Take an airline as an example. You can define the airline’s ontology as five types of objects and their relationships: a) aircraft, b) flights, c) airlines, d) airports, and e) delays.
By mapping this data onto workflows, you can see which parts of the process can be improved. This is how Palantir has been delivering solutions for the past 20 years.
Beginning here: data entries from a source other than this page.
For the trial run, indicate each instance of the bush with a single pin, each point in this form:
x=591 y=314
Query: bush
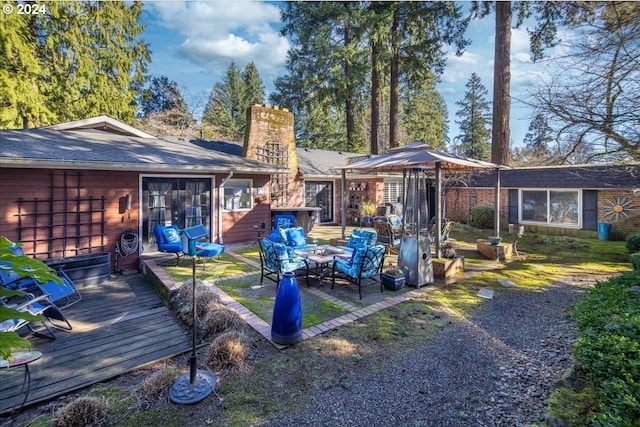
x=608 y=347
x=633 y=243
x=85 y=411
x=482 y=216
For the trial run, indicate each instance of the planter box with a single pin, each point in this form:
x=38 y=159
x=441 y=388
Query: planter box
x=88 y=269
x=393 y=283
x=499 y=252
x=446 y=268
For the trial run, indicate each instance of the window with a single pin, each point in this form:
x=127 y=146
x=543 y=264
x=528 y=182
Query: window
x=552 y=207
x=237 y=195
x=393 y=191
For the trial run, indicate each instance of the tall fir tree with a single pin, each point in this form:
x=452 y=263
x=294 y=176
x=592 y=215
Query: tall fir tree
x=229 y=100
x=425 y=114
x=90 y=61
x=474 y=123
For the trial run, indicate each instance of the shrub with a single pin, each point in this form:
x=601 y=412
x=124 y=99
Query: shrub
x=182 y=300
x=227 y=351
x=218 y=319
x=85 y=411
x=155 y=388
x=482 y=216
x=633 y=243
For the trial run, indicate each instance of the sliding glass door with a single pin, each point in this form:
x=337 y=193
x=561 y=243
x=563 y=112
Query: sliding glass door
x=182 y=201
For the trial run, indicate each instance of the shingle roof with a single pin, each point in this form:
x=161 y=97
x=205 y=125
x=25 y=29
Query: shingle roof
x=321 y=163
x=566 y=176
x=98 y=149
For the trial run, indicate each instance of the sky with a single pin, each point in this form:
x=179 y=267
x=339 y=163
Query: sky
x=194 y=42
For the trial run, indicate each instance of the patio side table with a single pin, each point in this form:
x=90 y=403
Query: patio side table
x=22 y=358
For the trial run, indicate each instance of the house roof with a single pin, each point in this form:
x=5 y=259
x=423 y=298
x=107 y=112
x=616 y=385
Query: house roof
x=316 y=163
x=600 y=176
x=101 y=144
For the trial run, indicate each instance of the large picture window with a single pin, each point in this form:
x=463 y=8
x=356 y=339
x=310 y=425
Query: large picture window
x=552 y=207
x=237 y=195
But the larger an organization becomes, the more complex its ontology inevitably gets, because ontology is essentially a map of the organization’s data and processes. This is where AI comes in. By introducing AI into the data integration process, Palantir can automatically understand data structures, identify correlations, and connect them into the ontology. In other words, AI has made it possible to achieve results that are faster, more accurate, and more flexible.
According to Palantir’s 24Q3 earnings call, Palantir
- A global insurance company cut its underwriting process from two weeks to three hours
- Associated Materials improved its on-time delivery rate from 40% to 90%
- Trinity Rail built a more profitable workflow worth $30 million in just three months
While competitors are still stuck at the prototype stage, Palantir is already delivering tangible results and securing a competitive edge.
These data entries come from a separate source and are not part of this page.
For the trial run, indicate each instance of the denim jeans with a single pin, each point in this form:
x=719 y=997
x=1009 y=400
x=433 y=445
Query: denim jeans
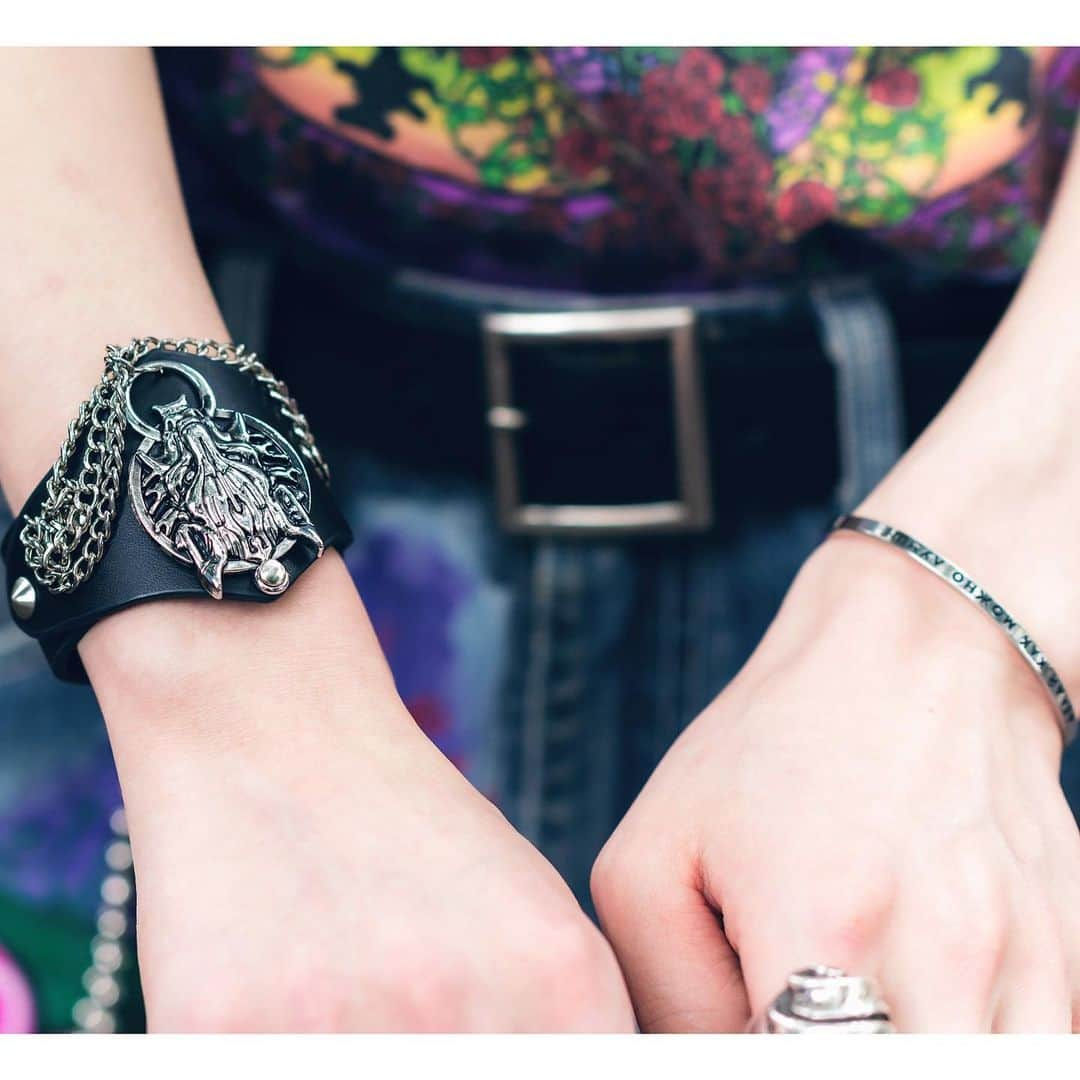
x=555 y=673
Is Palantir stock overvalued? Insider selling flashes a red alert
Taken at face value, all this suggests Palantir is indeed a leading player in AI. But we still need to think carefully about whether buying the stock "now" makes sense.
Palantir is currently trading at a multiple of 43 times its projected 2025 revenue. That is more than four times higher than comparable tech companies, implying a significant valuation overhang.
How demanding is that? For Palantir to merely hold its current share price, it would need to post annual growth of 40% for four consecutive years and still trade at 12 times its expected 2028 revenue.
Co-founder Peter Thiel then sold about 28.6 million shares between September and October 2024, and CEO Alex Karp sold roughly 25.5 million shares from late October through November 18. This from an executive who has claimed the company is three years ahead of its rivals.
According to a 10b5-1 trading plan filed on November 7, 2024, Alex Karp also plans to sell an additional 9 million shares by May 2025.
Do insiders also recognize how stretched the valuation is? Can Palantir’s growth momentum really be sustained? The fact that the share price continues to soar despite these valuation concerns shows just how powerful the AI premium has become. At the same time, it suggests that even a slight cooling of AI enthusiasm could trigger extreme volatility.
Everyone enjoys going out to eat and having a great meal. But it only truly makes sense when the price is reasonable. Palantir is undoubtedly a quality company. The question is whether the price is reasonable.
Palantir is a stock your head tells you not to buy, but your heart wants to own. It may be worth adding it to your watchlist and keeping a close eye on it.